Watermelon (Citrullus lanatus) production in the United States has almost doubled since the 1989 Watermelon Research and Promotion Act (United States Code, 2019), and in 2018, about two million metric tons of watermelon were produced, with Florida, Texas, and California being the top-producing states (Economic Research Service, 2013; National Agricultural Statistics Service, 2019). In Washington State, watermelon is primarily grown in the Columbia River Basin, where current production is estimated at 243 ha (Timothy Waters, personal communication). One of the barriers to increasing watermelon production in this region of southeastern Washington is verticillium wilt (caused by Verticillium dahliae), which can cause rapid vine decline and yield loss. Watermelon does not have resistance to V. dahliae (Pscheidt and Ocamb, 2019), and so management tactics are aimed at reducing V. dahliae microsclerotia, which serve as the primary inoculum, and include fumigation and crop rotation. However, these controls are not always effective.

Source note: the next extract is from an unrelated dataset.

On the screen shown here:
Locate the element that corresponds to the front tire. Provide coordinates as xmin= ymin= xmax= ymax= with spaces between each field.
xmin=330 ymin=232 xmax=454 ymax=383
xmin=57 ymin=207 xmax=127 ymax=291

Recent studies in Washington have shown that grafting watermelon onto resistant rootstocks is a suitable management option for verticillium wilt (Buller et al., 2013; Dabirian et al., 2017; Wimer et al., 2015a). On a commercial scale, growers in Asia have been using grafting for several decades as a management strategy for biotic stresses such as fusarium wilt and verticillium wilt, and abiotic stresses such as soil salinity and cold stress in watermelon. For example, Japan has used commercial watermelon grafting since 1927 (Tateishi, 1927), and cucurbit rootstocks in Japan have been well researched. In comparison, commercial grafting in the United States began only in the 1990s (Kubota, 2016), which could be the reason that few watermelon rootstocks are available in the domestic market. Most rootstock cultivars are imported into the United States from Asia by seed companies that are involved in breeding these rootstocks, and seeds generally are not sold directly to growers. Currently, the cost of a grafted watermelon seedling can be up to five times greater than that of a nongrafted seedling (Galinato et al., 2016) and can discourage growers from using grafted transplants as a disease management strategy. The cost of labor represents 48% to 60% of the total cost of each grafted watermelon seedling (Galinato and Gallardo, 2017; Lewis et al., 2014), and the cost of rootstock seeds can be twice that of watermelon seeds on average, depending on the cultivar and on the number of seeds purchased (Lewis et al., 2014).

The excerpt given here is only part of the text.